"Stand in the ways and see, And ask for the old paths, where the good way is, And walk in it" Jerimiah 6:16
On August 12, 1978 the Milwaukee Board of Directors announced their intent to abandon the Pacific Coast Extension. The final abandonment would come after an initial embargo in 1979, a brief reprieve, and then a final shutdown in 1980. Moving west only slightly from the previous photo brings us to the high summer sun of a 2003 day, 25 years after that regrettable announcement. US 12 has been working west with the old mainline since leaving Forsyth and the sun is climbing higher into the skies, yielding unfriendly lighting and harsh pictures of this old way west.
The small girder bridge that still links east and west in this photo is all part of a line that looks as though rails could simply be relaid and trains could run in a matter of weeks.

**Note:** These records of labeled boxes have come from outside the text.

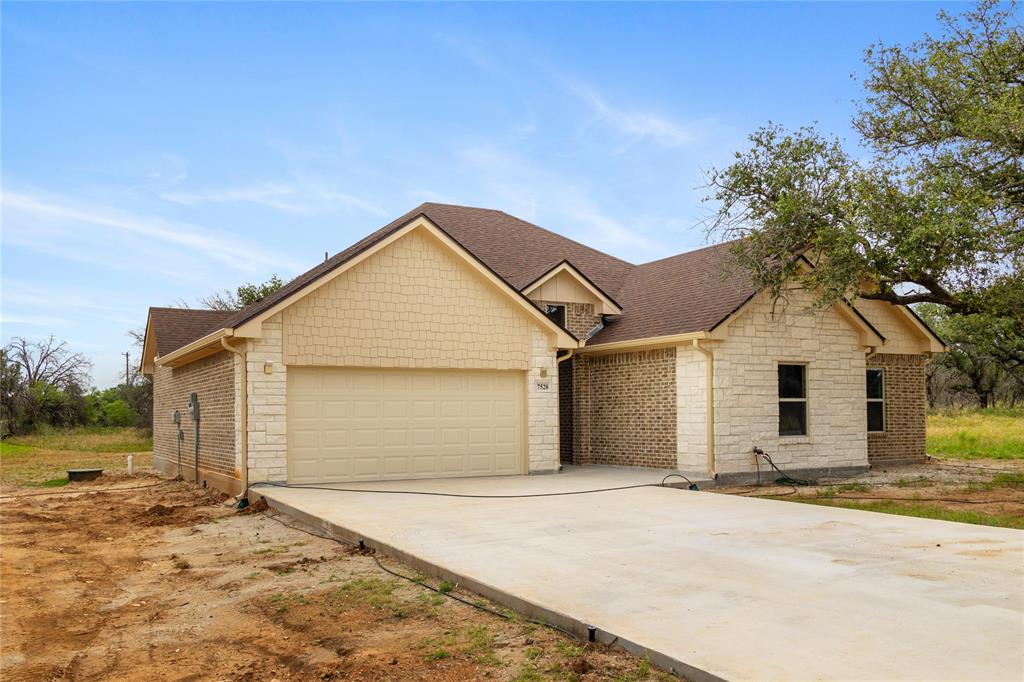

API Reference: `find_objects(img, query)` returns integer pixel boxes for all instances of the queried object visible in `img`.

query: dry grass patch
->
[928,408,1024,460]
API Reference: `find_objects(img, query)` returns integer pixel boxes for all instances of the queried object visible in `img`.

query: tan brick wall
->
[284,225,537,370]
[153,350,239,477]
[711,291,867,474]
[867,353,928,462]
[572,348,676,469]
[857,298,924,354]
[534,300,601,339]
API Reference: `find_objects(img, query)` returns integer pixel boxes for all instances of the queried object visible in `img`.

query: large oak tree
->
[708,2,1024,323]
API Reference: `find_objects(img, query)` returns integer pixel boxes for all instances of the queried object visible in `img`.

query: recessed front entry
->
[288,367,525,483]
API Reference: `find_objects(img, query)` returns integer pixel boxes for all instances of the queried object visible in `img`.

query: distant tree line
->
[0,336,153,436]
[915,304,1024,409]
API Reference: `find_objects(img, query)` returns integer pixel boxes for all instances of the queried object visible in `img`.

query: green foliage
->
[7,426,153,455]
[918,304,1024,409]
[236,274,285,308]
[777,497,1024,528]
[199,274,285,310]
[708,2,1024,327]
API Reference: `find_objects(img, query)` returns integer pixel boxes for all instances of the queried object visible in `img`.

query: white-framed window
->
[867,368,886,433]
[778,363,807,436]
[544,303,565,327]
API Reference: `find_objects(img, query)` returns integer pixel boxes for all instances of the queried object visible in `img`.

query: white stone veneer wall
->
[700,291,867,474]
[246,314,288,482]
[526,328,558,473]
[676,346,708,476]
[236,314,558,482]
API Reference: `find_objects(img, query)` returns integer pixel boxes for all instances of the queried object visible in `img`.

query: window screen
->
[778,365,807,435]
[867,370,886,431]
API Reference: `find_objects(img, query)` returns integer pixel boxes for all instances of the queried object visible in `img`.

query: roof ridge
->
[150,305,237,313]
[491,209,637,269]
[637,238,742,267]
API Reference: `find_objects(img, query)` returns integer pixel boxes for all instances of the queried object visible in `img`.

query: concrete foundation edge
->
[715,465,870,486]
[256,489,725,682]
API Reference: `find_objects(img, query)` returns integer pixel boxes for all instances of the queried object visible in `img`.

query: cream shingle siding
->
[708,291,867,474]
[284,230,531,370]
[240,231,558,481]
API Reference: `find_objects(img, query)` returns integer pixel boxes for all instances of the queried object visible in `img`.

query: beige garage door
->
[288,367,524,483]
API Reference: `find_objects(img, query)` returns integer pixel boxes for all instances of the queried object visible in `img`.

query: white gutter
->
[692,339,718,478]
[156,329,233,367]
[220,337,249,495]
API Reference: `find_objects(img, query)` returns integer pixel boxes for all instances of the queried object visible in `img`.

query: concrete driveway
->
[255,467,1024,680]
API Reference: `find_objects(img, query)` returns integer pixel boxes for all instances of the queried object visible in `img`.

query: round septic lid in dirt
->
[68,469,103,480]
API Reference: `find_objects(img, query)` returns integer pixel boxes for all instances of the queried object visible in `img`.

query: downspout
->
[693,339,718,478]
[220,337,249,495]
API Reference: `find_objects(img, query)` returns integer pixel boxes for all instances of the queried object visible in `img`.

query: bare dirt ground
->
[0,474,675,681]
[714,458,1024,527]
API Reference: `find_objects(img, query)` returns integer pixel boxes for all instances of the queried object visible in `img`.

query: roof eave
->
[155,328,234,368]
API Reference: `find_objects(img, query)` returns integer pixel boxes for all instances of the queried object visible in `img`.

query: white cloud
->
[160,183,305,213]
[160,179,387,216]
[0,311,72,327]
[460,145,667,258]
[568,82,698,147]
[0,190,301,272]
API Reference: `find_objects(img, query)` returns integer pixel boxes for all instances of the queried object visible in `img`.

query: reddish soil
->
[0,476,664,682]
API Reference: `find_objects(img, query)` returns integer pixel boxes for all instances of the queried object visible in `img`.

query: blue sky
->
[0,3,954,386]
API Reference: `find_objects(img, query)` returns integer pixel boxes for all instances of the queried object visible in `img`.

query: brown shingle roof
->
[219,203,634,327]
[152,203,754,354]
[150,308,232,355]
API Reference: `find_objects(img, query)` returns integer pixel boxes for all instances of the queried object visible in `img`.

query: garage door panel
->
[288,367,524,482]
[441,455,466,474]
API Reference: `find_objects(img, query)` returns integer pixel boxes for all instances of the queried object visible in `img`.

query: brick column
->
[867,353,928,463]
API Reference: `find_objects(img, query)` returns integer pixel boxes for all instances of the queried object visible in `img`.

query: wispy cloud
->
[160,183,305,213]
[0,190,300,272]
[460,145,666,258]
[160,181,386,216]
[0,311,72,327]
[566,81,698,147]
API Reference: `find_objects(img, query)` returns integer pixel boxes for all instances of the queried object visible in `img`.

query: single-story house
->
[142,204,944,493]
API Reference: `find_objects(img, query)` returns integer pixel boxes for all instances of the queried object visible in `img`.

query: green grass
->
[0,428,153,486]
[0,440,36,457]
[928,408,1024,460]
[420,626,501,666]
[3,426,153,454]
[774,496,1024,529]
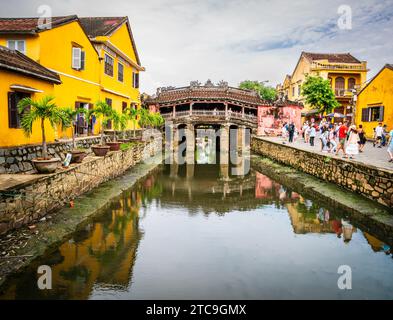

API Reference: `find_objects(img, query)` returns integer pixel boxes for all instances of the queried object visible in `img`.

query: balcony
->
[311,62,367,71]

It's interesting to compare this thought to the numbers being thrown around by states like California and companies like Amtrak to develop high speed rail (HSR). The line pictured above was well used for passenger travel in times past (and it wasn't so slow). The Milwaukee operated varnish like the Olympian here. Pulled by locomotives like the 4-6-4 "Baltics" that held the point directly from the Twin Cities straight through to Harlowton. It was the longest continuous run for an equipment set in the U.S. at the time. Right here on this little girder bridge that still stands as a connection point for the path of old.
Despite the harsh colors and sub-prime time of day for photography, the above photo remains a personal favorite. I think the simplicity of the bridge, locked in place for decades past and decades to come, strikes an interesting tone.